Recall the fundamental premise of those groups waging war against science, namely that God is utterly beyond from the realm of the natural universe and natural law. This approach, in effect, forces religion into the holes of present-day scientific ignorance – a “God of the gaps” theology – which is hardly a viable philosophy as science continues to advance. In contrast, the LDS notion of a God who works within the bounds of eternal law completely removes any need for a war between science and religion. It is a pity that more LDS people aren’t aware of the advantages of this fundamental worldview.

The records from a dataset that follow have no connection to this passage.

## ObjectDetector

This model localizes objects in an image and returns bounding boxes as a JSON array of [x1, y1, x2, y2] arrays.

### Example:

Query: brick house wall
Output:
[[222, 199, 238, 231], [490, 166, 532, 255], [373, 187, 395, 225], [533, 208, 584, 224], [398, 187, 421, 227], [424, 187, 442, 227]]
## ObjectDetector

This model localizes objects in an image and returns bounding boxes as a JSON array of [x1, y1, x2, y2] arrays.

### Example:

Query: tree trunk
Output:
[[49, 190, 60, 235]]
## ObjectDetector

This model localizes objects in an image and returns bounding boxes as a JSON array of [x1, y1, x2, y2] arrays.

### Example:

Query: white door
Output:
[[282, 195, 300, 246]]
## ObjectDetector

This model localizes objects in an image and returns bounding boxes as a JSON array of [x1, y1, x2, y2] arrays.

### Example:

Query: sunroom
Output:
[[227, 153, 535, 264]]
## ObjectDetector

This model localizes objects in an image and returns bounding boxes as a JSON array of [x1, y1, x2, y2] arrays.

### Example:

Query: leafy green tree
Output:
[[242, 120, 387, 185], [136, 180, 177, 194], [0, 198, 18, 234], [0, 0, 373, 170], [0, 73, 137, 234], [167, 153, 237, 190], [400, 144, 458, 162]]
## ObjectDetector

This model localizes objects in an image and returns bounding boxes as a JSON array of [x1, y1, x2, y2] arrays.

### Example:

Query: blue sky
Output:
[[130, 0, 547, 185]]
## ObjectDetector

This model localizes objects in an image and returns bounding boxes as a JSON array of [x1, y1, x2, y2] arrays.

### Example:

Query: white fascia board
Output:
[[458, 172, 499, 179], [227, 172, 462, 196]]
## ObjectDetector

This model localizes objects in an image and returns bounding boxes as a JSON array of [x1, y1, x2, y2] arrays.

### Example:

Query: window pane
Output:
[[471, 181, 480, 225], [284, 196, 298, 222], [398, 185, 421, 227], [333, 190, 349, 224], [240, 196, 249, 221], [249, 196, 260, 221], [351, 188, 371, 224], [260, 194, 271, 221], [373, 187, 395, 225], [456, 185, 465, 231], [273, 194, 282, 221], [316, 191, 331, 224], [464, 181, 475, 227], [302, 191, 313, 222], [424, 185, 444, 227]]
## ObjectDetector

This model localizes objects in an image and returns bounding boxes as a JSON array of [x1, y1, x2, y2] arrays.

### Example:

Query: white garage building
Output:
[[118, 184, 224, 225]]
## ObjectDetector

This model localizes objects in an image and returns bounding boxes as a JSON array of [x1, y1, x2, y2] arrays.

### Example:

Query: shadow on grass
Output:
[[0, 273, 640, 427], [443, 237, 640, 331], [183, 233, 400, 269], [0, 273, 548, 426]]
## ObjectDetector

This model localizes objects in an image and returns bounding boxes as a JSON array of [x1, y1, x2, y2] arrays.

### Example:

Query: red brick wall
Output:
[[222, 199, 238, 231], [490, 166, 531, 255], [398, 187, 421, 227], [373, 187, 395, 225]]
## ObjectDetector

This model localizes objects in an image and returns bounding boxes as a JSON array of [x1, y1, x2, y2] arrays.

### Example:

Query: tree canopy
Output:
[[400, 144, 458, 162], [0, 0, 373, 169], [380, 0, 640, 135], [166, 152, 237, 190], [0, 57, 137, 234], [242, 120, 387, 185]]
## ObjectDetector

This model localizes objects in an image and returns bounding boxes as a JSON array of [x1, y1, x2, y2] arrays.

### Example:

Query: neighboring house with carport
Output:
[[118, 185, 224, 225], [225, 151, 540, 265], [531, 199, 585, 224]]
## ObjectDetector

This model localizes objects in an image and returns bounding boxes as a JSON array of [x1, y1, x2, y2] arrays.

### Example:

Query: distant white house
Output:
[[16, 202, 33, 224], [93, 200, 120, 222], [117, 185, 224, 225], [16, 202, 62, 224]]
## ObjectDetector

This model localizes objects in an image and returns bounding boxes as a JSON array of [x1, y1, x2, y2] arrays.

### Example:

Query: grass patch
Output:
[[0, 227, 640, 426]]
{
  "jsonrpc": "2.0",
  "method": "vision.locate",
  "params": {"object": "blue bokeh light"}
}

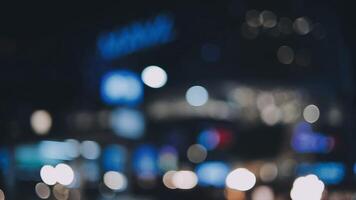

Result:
[100,70,144,106]
[110,108,145,139]
[133,145,158,179]
[97,15,174,60]
[195,161,230,188]
[291,122,334,153]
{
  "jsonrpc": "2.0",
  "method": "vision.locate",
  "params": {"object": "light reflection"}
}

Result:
[80,140,101,160]
[31,110,52,135]
[303,104,320,124]
[172,171,198,190]
[141,66,167,88]
[185,86,209,107]
[290,174,325,200]
[225,168,256,191]
[103,171,127,191]
[277,46,294,65]
[163,171,177,189]
[100,70,143,105]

Two topics that always come up in these discussions are the age of the earth and evolution. Some LDS leaders have questioned these scientific theories, but others have been quite accepting. Elder B. H. Roberts had this to say:

“On the other hand, to limit and insist upon the whole of life and death to this side of Adam’s advent to the earth, some six or eight thousand years ago, as proposed by some, is to fly in the face of the facts so indisputably brought to light by the researcher of science in modern times. … To pay attention to and give reasonable credence to their research and findings is to link the church of God with the highest increase of human thought and effort. On that side lies development, on the other lies contraction. It is on the former side that research work is going on and will continue to go on, future investigation and discoveries will continue on that side, nothing will retard them, and nothing will develop on the other side. One leads to narrow sectarianism, the other keeps the open spirit of a world movement with which our New Dispensation began. As between them which is to be our choice? [Roberts1931, pg. 364].

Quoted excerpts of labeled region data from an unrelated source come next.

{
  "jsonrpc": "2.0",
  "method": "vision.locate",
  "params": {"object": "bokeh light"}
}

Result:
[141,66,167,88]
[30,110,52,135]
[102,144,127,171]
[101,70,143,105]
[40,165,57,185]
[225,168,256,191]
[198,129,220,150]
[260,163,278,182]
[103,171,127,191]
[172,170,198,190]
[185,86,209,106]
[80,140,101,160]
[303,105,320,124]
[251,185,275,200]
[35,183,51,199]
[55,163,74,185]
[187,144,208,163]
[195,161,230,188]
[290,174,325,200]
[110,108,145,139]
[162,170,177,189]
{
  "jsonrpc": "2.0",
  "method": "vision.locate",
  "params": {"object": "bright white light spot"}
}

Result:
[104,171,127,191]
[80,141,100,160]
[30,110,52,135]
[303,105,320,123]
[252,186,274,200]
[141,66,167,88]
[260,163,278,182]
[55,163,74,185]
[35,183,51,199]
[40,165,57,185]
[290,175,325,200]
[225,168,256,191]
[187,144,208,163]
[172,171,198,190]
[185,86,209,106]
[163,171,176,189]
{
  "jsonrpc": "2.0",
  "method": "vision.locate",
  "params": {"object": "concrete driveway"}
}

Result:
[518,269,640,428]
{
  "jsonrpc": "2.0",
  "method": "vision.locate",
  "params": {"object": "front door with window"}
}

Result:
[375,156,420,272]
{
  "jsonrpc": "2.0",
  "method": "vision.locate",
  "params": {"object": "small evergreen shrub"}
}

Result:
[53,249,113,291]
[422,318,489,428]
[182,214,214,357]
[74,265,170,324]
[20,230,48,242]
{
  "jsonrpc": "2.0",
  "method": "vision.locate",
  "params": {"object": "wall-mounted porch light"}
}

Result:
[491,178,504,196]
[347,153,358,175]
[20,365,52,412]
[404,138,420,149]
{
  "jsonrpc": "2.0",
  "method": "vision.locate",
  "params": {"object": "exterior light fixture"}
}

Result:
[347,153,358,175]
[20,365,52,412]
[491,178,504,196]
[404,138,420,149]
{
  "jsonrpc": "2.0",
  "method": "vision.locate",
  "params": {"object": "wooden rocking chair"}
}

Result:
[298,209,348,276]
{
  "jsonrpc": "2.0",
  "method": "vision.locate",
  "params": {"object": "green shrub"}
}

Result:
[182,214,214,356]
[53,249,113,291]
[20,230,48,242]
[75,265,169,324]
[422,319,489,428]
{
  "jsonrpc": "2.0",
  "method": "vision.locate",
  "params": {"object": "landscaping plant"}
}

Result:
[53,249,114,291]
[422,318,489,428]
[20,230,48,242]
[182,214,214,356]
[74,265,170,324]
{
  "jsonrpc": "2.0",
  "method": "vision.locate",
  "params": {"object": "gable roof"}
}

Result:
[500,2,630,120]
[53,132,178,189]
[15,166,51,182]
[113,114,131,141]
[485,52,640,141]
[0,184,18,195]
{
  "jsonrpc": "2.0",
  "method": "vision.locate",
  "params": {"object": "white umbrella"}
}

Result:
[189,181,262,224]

Elder James E. Talmage, the author of Jesus the Christ, wrote the following:

“According to the conception of geologists the earth passed through ages of preparation, to us unmeasured and immeasurable, during which countless generations of plants and animals existed in great variety and profusion and gave in part the very substance of their bodies to help form certain strata which are still existent as such. … What a fascinating story is inscribed upon the stony pages of the earth’s crust! … The opening chapters of Genesis, and scriptures related thereto, were never intended as a textbook of geology, archaeology, earth-science or man-science. … We do not show reverence for the scriptures when we misapply them through faulty interpretation.” [Talmage1931].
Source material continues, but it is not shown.